Chinese sleeper agents stealing US technology:
Prosecutors called Chi Mak the "perfect sleeper agent," though he hardly looked the part. For two decades, the bespectacled Chinese-born engineer lived quietly with his wife in a Los Angeles suburb, buying a house and holding a steady job with a U.S. defense contractor, which rewarded him with promotions and a security clearance. Colleagues remembered him as a hard worker who often took paperwork home at night.

Eventually, Mak's job gave him access to sensitive plans for Navy ships, submarines and weapons. These he secretly copied and sent via courier to China -- fulfilling a mission that U.S. officials say he had been planning since the 1970s.

Mak was sentenced last week to 24 1/2 years in prison by a federal judge who described the lengthy term as a warning to China not to "send agents here to steal America's military secrets." But it may already be too late: According to U.S. intelligence and Justice Department officials, the Mak case represents only a small facet of an intelligence-gathering operation that has long been in place and is growing in size and sophistication.

The Chinese government, in an enterprise that one senior official likened to an "intellectual vacuum cleaner," has deployed a diverse network of professional spies, students, scientists and others to systematically collect U.S. know-how, the officials said. Some are trained in modern electronic techniques for snooping on wireless computer transactions. Others, such as Mak, are technical experts who have been in place for years and have blended into their communities.

Recent prosecutions indicate that Chinese agents have infiltrated sensitive military programs pertaining to nuclear missiles, submarine propulsion technology, night-vision capabilities and fighter pilot training -- all of which could help China modernize its programs while developing countermeasures against advanced weapons systems used by the United States and its allies.

While military technology appears to be the top prize, the Chinese effort is also aimed at commercial and industrial technologies, which often are poorly protected, several officials said. "Espionage used to be a problem for the FBI, CIA and military, but now it's a problem for corporations," Brenner said. "It's no longer a cloak-and-dagger thing. It's about computer architecture and the soundness of electronic systems."
I remember some of the older engineers at Westinghouse telling me stories of Chinese businessmen who got caught staying late at the office an photocopying any engineering drawings they could get could get their hands on -- often ones that had no relevance to anything they were working on.

This type of spying seems to represent several things: (1) A deep-rooted national security problem; (2) a black mark against the trustworthiness of the Chinese government; (3) an indication that China is far behind the US with its human capital and ability to innovate.

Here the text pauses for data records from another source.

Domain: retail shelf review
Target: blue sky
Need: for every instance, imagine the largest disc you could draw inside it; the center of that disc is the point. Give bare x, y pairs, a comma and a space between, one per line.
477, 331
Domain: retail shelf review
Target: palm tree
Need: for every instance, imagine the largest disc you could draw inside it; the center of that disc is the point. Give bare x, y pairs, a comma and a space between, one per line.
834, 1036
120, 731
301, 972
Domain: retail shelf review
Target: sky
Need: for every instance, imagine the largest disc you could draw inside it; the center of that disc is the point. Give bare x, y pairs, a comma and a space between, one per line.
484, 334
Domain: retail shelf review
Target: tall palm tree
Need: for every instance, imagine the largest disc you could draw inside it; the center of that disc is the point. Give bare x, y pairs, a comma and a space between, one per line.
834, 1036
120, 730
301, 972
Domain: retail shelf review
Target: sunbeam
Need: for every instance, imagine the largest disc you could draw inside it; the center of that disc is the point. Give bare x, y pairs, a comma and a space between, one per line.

From a national security perspective, problems 1 and 2 are deeply troubling. Problem 3 is not.

I do think this should be a deep concern for US officials, both on military and intellectual property grounds. Strong sentencing for perpetrators in one method of trying to use the law for general deterrence of this type of spying, but may only have limited effect. If the spying is as rampant as claimed, then the number of prosecutions seems to be quite low. The expected chances of getting caught seem to be quite low making harsh punishment unlikely to have much effect. I also doubt that negotiations with the Chinese government will make much of a change -- they have to much to gain by engaging in this type of espionage. The other option is for the US government and corporations to invest more time and money into taking precautions to protect information they think is sensitive.

If the Chinese have gotten as much information as this article suggests, is that a stronger indication of the deviousness of the Chinese government or the ineptitude of the US government?